The release action flow requires that the following secrets are configured in the repository:

  • IMAGE_REPO_HOSTNAME - the host (optionally including a port number) of the image repository where images will be pushed
  • IMAGE_REPO_NAMESPACE - namespace/library/user where the image will be pushed
  • IMAGE_REPO_USERNAME - user name for authentication to server IMAGE_REPO_HOSTNAME
  • IMAGE_REPO_PASSWORD - password for authentication to server IMAGE_REPO_HOSTNAME These credentials will be used to push the release image to the repository configured in the .github/workflows/release.yml workflow.

Performing the Release

Releases are performed by modifying the .github/project.yml file, setting current-version to the release version and next-version to the next SNAPSHOT. Open a pull request with the changed project.yml to initiate the pre-release workflows. At this phase, the project milestone will be checked and it will be verified that no issues for the release milestone are still open. Additionally, the project's integration test will be run.
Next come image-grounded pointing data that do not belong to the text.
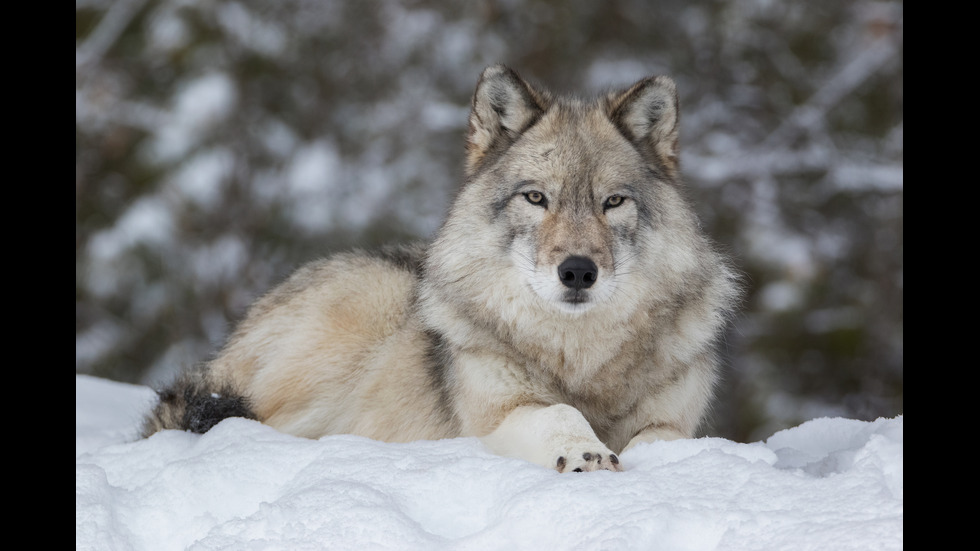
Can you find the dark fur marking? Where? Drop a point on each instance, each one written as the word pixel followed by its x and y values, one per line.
pixel 190 403
pixel 408 257
pixel 437 361
pixel 203 411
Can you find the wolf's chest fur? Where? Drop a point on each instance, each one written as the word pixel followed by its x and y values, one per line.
pixel 568 308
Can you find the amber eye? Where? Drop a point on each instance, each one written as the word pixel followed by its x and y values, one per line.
pixel 614 201
pixel 535 197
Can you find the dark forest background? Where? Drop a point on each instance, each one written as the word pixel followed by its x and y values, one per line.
pixel 220 144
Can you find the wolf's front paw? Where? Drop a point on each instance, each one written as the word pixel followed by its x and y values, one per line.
pixel 588 461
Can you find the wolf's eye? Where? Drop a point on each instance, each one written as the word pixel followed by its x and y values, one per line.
pixel 535 198
pixel 613 201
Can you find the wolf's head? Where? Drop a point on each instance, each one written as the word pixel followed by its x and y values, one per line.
pixel 569 204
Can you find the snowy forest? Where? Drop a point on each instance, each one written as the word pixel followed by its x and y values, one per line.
pixel 220 144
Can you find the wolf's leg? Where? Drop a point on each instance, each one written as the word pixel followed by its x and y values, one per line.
pixel 558 437
pixel 657 431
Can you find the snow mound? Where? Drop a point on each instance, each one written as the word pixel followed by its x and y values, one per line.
pixel 827 484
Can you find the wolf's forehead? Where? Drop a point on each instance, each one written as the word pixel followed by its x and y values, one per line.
pixel 578 146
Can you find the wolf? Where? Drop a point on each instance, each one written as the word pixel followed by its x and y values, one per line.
pixel 568 308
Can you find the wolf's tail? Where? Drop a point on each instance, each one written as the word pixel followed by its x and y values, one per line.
pixel 195 403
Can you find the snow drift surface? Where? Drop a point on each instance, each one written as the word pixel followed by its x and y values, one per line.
pixel 827 484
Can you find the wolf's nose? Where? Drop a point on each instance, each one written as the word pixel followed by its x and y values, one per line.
pixel 577 272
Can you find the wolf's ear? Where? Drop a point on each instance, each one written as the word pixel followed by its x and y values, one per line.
pixel 504 106
pixel 647 114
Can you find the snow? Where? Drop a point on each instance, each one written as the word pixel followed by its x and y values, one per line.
pixel 826 484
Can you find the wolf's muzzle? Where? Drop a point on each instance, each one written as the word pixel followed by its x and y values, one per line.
pixel 577 272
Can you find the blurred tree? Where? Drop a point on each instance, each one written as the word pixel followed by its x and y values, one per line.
pixel 219 144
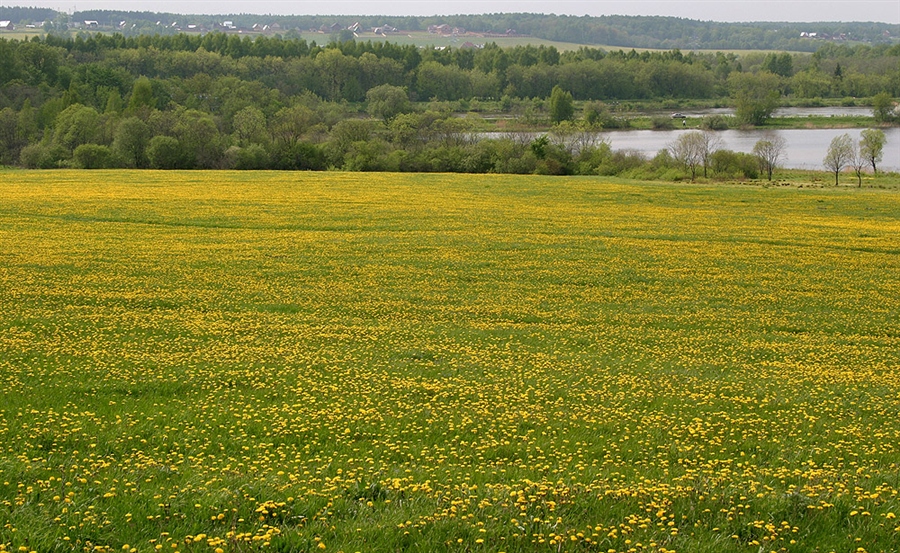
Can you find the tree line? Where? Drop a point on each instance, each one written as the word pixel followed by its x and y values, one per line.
pixel 217 101
pixel 614 30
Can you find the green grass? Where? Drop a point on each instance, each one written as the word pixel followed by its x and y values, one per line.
pixel 382 362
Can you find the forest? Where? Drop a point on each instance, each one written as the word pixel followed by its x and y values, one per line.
pixel 613 30
pixel 224 101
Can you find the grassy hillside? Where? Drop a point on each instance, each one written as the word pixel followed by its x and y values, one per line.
pixel 212 361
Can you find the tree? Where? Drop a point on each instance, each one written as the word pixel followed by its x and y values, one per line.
pixel 883 107
pixel 769 152
pixel 77 125
pixel 689 150
pixel 387 101
pixel 93 156
pixel 562 106
pixel 130 142
pixel 141 95
pixel 858 162
pixel 165 152
pixel 756 96
pixel 250 126
pixel 871 146
pixel 840 153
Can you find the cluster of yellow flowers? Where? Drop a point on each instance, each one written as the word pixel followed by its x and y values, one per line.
pixel 211 362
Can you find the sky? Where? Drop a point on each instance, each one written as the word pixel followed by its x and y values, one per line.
pixel 887 11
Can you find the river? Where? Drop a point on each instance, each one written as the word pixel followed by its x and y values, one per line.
pixel 805 147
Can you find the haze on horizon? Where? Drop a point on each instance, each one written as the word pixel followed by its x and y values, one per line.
pixel 885 11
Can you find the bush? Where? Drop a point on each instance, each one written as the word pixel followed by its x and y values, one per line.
pixel 733 165
pixel 165 152
pixel 40 156
pixel 252 157
pixel 716 122
pixel 93 156
pixel 298 156
pixel 661 123
pixel 621 161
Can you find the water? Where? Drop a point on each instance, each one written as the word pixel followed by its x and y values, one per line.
pixel 832 111
pixel 805 147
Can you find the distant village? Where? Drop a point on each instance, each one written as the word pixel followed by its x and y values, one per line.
pixel 230 27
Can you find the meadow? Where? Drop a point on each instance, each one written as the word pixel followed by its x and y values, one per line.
pixel 210 362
Once approved and the pull request is merged, the release action will execute. This action will execute the Maven release plugin to tag the release commit, build the application artifacts, create the build image, and push the image to (currently) quay.io. If successful, the action will push the new tag to the Github repository and generate release notes listing all of the closed issues included in the milestone. Finally, the milestone will be closed.

License

This project is licensed under the Apache License 2.0 - see the LICENSE file for details.